Serwis Internetowy Portal Orzeczeń używa plików cookies. Jeżeli nie wyrażają Państwo zgody, by pliki cookies były zapisywane na dysku należy zmienić ustawienia przeglądarki internetowej. Korzystając dalej z serwisu wyrażają Państwo zgodę na używanie cookies , zgodnie z aktualnymi ustawieniami przeglądarki.
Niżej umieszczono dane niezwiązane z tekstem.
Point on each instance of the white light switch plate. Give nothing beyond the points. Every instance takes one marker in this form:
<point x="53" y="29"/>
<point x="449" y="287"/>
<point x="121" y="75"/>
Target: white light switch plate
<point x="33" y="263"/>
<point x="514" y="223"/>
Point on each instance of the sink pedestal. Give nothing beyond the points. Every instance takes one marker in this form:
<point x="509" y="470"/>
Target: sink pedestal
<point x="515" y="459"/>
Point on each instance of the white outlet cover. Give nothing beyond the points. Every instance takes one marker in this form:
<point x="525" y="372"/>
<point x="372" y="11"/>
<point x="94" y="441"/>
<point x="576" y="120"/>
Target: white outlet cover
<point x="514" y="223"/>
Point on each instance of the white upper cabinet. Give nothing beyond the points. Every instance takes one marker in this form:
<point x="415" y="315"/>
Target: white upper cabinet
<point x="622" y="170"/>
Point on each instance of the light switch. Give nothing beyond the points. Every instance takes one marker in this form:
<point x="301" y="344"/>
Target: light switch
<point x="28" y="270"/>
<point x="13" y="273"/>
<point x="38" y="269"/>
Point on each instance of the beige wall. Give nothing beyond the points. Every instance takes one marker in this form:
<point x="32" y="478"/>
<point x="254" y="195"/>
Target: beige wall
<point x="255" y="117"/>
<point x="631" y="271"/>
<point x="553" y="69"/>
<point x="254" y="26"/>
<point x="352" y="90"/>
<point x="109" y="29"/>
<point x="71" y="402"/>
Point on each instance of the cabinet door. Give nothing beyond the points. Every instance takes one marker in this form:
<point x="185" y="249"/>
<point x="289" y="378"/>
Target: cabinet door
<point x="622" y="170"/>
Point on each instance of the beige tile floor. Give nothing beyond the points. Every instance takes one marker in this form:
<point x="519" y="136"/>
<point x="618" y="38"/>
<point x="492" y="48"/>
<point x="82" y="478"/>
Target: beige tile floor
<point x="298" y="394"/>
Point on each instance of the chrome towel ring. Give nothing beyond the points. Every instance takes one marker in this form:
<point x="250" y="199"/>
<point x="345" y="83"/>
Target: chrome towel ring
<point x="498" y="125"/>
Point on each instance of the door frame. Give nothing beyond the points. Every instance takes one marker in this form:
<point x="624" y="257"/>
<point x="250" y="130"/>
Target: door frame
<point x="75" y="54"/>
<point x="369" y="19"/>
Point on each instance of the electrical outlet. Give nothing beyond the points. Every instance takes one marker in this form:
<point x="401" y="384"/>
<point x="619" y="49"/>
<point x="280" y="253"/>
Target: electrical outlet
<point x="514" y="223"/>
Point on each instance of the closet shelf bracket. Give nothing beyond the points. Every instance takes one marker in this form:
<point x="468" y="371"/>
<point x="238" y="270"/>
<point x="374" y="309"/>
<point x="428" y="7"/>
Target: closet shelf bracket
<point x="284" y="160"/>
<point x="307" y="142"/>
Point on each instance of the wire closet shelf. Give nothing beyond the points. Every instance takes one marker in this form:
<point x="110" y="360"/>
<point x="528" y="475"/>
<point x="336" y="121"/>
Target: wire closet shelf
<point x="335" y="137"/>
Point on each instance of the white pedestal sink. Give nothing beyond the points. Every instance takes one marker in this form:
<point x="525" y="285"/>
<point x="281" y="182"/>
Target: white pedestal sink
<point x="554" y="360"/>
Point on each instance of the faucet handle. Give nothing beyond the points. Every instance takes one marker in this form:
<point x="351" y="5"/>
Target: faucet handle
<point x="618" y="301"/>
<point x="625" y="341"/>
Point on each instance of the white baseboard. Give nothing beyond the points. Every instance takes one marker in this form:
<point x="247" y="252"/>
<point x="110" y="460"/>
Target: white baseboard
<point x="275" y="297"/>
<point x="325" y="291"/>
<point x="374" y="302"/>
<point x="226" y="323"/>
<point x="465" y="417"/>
I C 1160/14 - wyrok z uzasadnieniem Sąd Rejonowy w Dzierżoniowie z 2015-06-09

Sygn. akt I C 1160/14

WYROK

W IMIENIU RZECZYPOSPOLITEJ POLSKIEJ

Dnia 09 czerwca 2015 roku

Sąd Rejonowy w Dzierżoniowie I Wydział Cywilny

w składzie :

Przewodniczący: SSR Bogusław Glinka

Protokolant: Joanna Bobrowska

po rozpoznaniu w dniu 09 czerwca 2015 roku na rozprawie

sprawy z powództwa Towarzystwa (...) w W.

przeciwko D. B.

o zapłatę kwoty 3 838,29 zł

I/  zasądza od pozwanego D. B. na rzecz strony powodowej Towarzystwa (...) w W. kwotę 3 838 zł (trzy tysiące osiemset trzydzieści osiem złotych dwadzieścia dziewięć groszy) z odsetkami ustawowymi od dnia 18 stycznia 2014 roku do dnia zapłaty;

II/  zasądza od pozwanego na rzecz strony powodowej kwotę 809 zł tytułem zwrotu kosztów procesu.

UZASADNIENIE

Powód Towarzystwo (...) S.A. w W. wniósł w postępowaniu nakazowym o zasądzenie od pozwanego D. B. kwoty 3.838,29 zł wraz z odsetkami ustawowymi od dnia 18 stycznia 2014 r. do dnia zapłaty i kosztami procesu według norm przepisanych.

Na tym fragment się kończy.